…У костра молчали, дрема сковала тела. Тяжелые веки сами опускались; чтобы поднять их, требовалось много сил, столько у Поляши не было. Озябшее без лебяжьего пуха тело, будто чужеродное, никому не принадлежавшее до конца, отстраненно погружалось в раскисшую грязь.
Щелочкой приоткрытых глаз Поляша увидела, как склоняется к груди голова пришлой девки, как жмется она плечом к плечу лесного сына. Злость разлилась внутри мертвого тела – нежности, трепещущей как пойманная в силок птичка, не место в засыпающем лесу. Поляша стряхнула с себя сон, оперлась было рукой, чтобы подняться, но ладонь поехала по склизкой грязи. Жадно чавкнуло, опасно пахнуло гнилью.
Болото подобралось с северной стороны, тихо-тихо проползло через устье оврага, растеклось по дну. Там, где при свете дня еще можно было пройти, не промочив ноги, теперь пузырилась густая жижа, дно оврага подернулось болотной дымкой, вот-вот замерцают голодные огоньки – предвестники большой беды.
– Вставайте, – прошипела Поляша, медленно, чтобы не привлечь топь, приблизилась к костру. Тот больше не обжигал, ослабевший, он начал чадить, низко опустился к земле, готовясь потухнуть в плотном тумане, окутавшем все вокруг.
Первой очнулась пришлая девка. Открыла глаза, взглянула рассеянно, но собралась, пихнула плечом Лежку, тот дернулся, повалился на бок, прямо в туман, вынырнул из него, как из полыньи, и тут же вскочил.
– Откуда? – спросил он, голос звучал приглушенно. – Не было же.
– А теперь есть, – оборвал его волк, успевший подняться и затоптать умирающий костер. – Здесь так – задремлешь в лесу, проснешься в болоте. Уходим.

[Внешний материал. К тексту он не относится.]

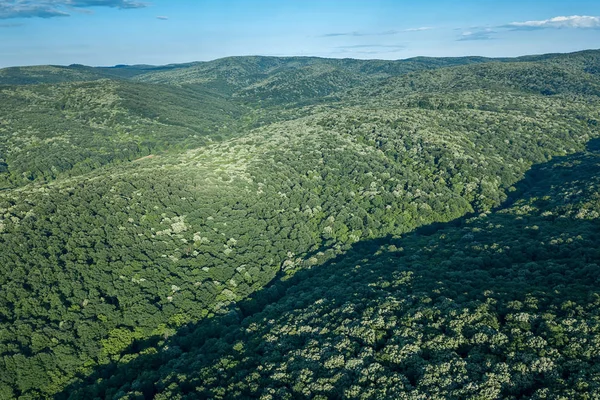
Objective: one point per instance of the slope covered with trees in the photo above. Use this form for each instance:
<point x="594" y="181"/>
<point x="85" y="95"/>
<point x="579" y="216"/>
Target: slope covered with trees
<point x="498" y="305"/>
<point x="139" y="219"/>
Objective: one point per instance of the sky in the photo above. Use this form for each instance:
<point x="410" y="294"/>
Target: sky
<point x="110" y="32"/>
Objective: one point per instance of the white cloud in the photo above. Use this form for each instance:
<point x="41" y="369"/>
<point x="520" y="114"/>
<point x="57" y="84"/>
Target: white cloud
<point x="422" y="28"/>
<point x="573" y="21"/>
<point x="57" y="8"/>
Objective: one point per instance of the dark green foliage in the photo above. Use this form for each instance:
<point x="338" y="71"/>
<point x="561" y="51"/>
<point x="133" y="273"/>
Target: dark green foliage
<point x="500" y="305"/>
<point x="241" y="228"/>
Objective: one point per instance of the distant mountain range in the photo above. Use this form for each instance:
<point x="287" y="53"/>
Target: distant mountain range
<point x="300" y="227"/>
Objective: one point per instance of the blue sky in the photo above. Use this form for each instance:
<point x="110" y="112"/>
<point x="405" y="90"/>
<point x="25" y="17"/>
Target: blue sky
<point x="108" y="32"/>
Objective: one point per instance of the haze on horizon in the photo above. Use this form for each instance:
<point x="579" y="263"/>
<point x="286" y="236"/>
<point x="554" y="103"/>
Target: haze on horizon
<point x="110" y="32"/>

Заспанная сова повела их через туман. Ее упитанное тело с трудом переваливалось с кочки на кочку, ноги в коротких сапожках соскальзывали в мутную жижу. Олениха подхватывала ее за рукав, вытягивала на твердое, все беззвучно, все не глядя почти. Будто всегда они так и жили – шли по болоту, разрежая собой туман, убегая прочь от гнили. Но куда, если она повсюду? Поляша нащупала в тайном карманчике деревянный листок. Неважно это, неважно. Скоро проснется суженый ее. Скоро пробудится. Если безумцы придут к его берегам, если попросят. Он примет их. Будут жить в покое. Два Хозяина да она – берегиня, одному жена, другому мать. А эти… Что с них возьмешь?
Вот идут они, чавкают грязью, вязнут в топи и не знают, что спасение их – в детской выдумке, поделке неловкой. В деревянном листочке. Надо же, как смешно все бывает, как глупо, как истинно.
– Нужно бежать. – Громкий шепот Лежки, казалось, разнесся по всему лесу. – Они нас в болото уведут, обратной дороги не сыщем.
Кабан за их спинами только-только сумел выдернуть сапог из трясины и теперь прыгал на одной ноге, вытрясывая из голенища тину.
– Обратной дороги у нас нет, – шикнула Поляша. – Зато у них есть ножи. Мы пока идем, куда нам надо. А как свернем, так и посмотрим. Не мельтеши.
Мальчик нехотя кивнул, отстал на полшага, чтобы пришлая девка их догнала.
– Нас не тронут, – с уверенностью сказала та, будто детей малых успокоила. – Я точно знаю.
Так и хотелось подскочить к ней, схватить за лохмы, встряхнуть как следует. Ишь, заговорила безумицу в перьях разок, а теперь мнит из себя ведающую да разумную. Давно ли сама по лесу скакала голоногая? Давно ли попалась в лапы к лесному роду, не гостья, а корм болотный?
Но кабан уже натянул сапог на толстую лодыжку, подтянул ремешки, распрямился – глянул недобро через прорези в пасти. Девка взяла протянутую Лежкой руку и покорно зашагала вперед. Смотреть на них было мукой. Разбираться, что за боль такая, что за тоска ворочается внутри, – опасно. Поляша подхватила драные полы савана и скользнула с кочки на кочку. Становилось суше. Гниль отступала, туман лениво колыхался позади, плотный, как разбавленное мутной водой молоко. Они выбирались из болотины, и та провожала их равнодушным взглядом мерцающих огоньков. Бегите, мол, бегите, еще встретимся. Не сегодня, так завтра. Не завтра, так после. Что мне время? А вам время – все.